Because it will have the value 1 compiled into it, which is now the value of SomeColors.Green while SomeColors.blue is now 2.

Also, if we were to change the first to have the same capitalisation throughout to:

public enum SomeColors
{
  Black,
  Blue,
  Red
}

Then running code would still work, but re-compiling would have compiler errors, as SomeColors.Blue would not work. Also, Enum.Parse would (in this case, depending on the case-sensitivity setting) work depending on which version of SomeColors was available to the running code.

However, adding values is not a breaking change. If we took the first and changed it to:

public enum SomeColors
{
  Black,
  blue,
  red,
  green
}

Then all existing code would be okay, but of course not know about green unless found with Enum.Parse.

So, if you are only going to add, and if you can depend upon nobody trying to Enum.Parse a string from a more recent version, then it'll work.

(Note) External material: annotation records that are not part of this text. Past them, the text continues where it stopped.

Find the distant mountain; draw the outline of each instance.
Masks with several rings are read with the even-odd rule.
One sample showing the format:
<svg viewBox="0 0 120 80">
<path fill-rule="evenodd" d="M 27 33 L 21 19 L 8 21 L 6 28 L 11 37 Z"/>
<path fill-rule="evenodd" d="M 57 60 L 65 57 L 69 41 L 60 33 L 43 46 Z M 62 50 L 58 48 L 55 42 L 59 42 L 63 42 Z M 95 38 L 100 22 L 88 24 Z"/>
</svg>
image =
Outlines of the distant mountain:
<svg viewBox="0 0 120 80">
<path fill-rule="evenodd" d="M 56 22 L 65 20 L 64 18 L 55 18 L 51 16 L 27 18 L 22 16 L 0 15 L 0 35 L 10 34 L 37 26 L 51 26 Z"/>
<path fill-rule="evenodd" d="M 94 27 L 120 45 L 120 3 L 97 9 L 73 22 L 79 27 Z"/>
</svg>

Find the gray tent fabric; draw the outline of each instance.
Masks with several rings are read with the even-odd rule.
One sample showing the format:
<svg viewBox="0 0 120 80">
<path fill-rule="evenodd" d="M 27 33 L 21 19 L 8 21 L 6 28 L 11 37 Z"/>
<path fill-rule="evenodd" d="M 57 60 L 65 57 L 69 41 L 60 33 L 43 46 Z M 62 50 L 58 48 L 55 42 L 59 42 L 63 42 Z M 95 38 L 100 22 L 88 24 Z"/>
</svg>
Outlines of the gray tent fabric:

The same holds true of const values.

If you need to have values be changeable with versions, then you should use:

public static class SomeColors
{
  public static readonly int Black = 0;
  public static readonly int Blue = 1;
  public static readonly int Red = 2;
}

As these are not constants, but fields assigned statically, they will be used from the class rather than compiled-in, and changes to the class will change what is used. Further safety in some cases can be given by making them properties rather than fields; most notably in that if you may want to make the calculated properties in the future, it would be a breaking change if they are currently fields but not if they are already properties.

If you want the values to be dynamic at runtime, then you need a class with an indexer that takes a string and returns an integer.